Transportation Budget Overview: 

In 2022, Boston agreed to a Systemic Improvement Plan with the state and DESE which covered all aspects of BPS’s operations, including transport. At the time, the city and district agreed “to undertake the initiatives outlined below and to be held accountable for reaching specific, identified goals on a clear timeline” over the next three years, ending in June of 2025. For transportation, it included a mandate to achieve 95% on-time performance and an evaluation to analyze efficiency and cost of the transportation department. The district released a mostly positive report on the state of transportation in April of last year, and in a February 2026 School Committee meeting, the district stated: “Since 2022, BPS has made significant progress in addressing many of the long-standing structural issues impeding transportation improvements, leading to measurable, sustained improvements in on-time performance.” While the district has undoubtedly made progress, it has failed to uphold its commitment to the specific targets it agreed to. Moreover, the district has failed to control costs of transportation despite years of promises. 

While BPS enrollment is more than 45,000, only about 22,000 students were transported by the district last year. Still, the transportation budget has grown substantially over the last decade. In 2015, BPS budgeted $101M for transportation, representing 10.4% of the total budget. In the proposed 2027 budget, transportation spending will rise 5% to $198M, representing 11.6% of the total Boston Public Schools budget.  This is after more than $10M of savings from ‘operational efficiencies’ implemented in the coming year. This budget represents a 95% increase since 2015 and a 65% increase since 2019. From 2015 to 2027, transportation spending has grown by an average of 5.8% per year, outpacing total budget growth (4.8%). That gap has grown considerably since the pandemic – the transportation budget has increased by 7.3% annually since 2022, compared to the total budget’s growth rate of just 5.1%. 

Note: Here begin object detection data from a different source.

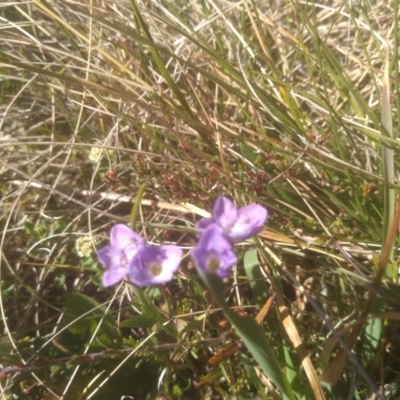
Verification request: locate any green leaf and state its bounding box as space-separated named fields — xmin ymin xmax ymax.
xmin=240 ymin=142 xmax=257 ymax=163
xmin=243 ymin=249 xmax=268 ymax=301
xmin=196 ymin=265 xmax=295 ymax=400
xmin=119 ymin=315 xmax=159 ymax=328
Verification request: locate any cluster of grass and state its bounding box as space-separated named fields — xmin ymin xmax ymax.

The April 2025 transportation report states that “Budget growth will slow and the transportation budget will decline as a percentage of the BPS Operating Budget.” Notably, the district makes no claim that the budget will decline, just that the rate of increase may slow.  The line chart on this page shows the growth of the transportation budget since 2015, with the dotted lines indicating projections based on various trends. Based on the 2015-2027 budget trend,  transportation spending would rise to $212M by 2030, which would be an average growth rate of just 2.5% – half the current rate. Continuing the 2019 trend would result in a budget of $226M, while a continuation of the trend since 2022 results in a nearly $240M budget. All of these projections would have lower average growth rates than what the district has seen since 2019. Even if transportation declined to the same share of the budget as it had in 2015 (10.4%), it would still be $178M in 2027, the same as it was budgeted for in 2025. 

Despite repeated promises about the impact of school closures, declining enrollment, new contracts, and technical innovations, the District has failed to slow the growth of the transportation budget. Even the most optimistic cases predict transportation to remain a major cost driver, even as the district fails to meet its performance expectations and is forced to cut costs elsewhere.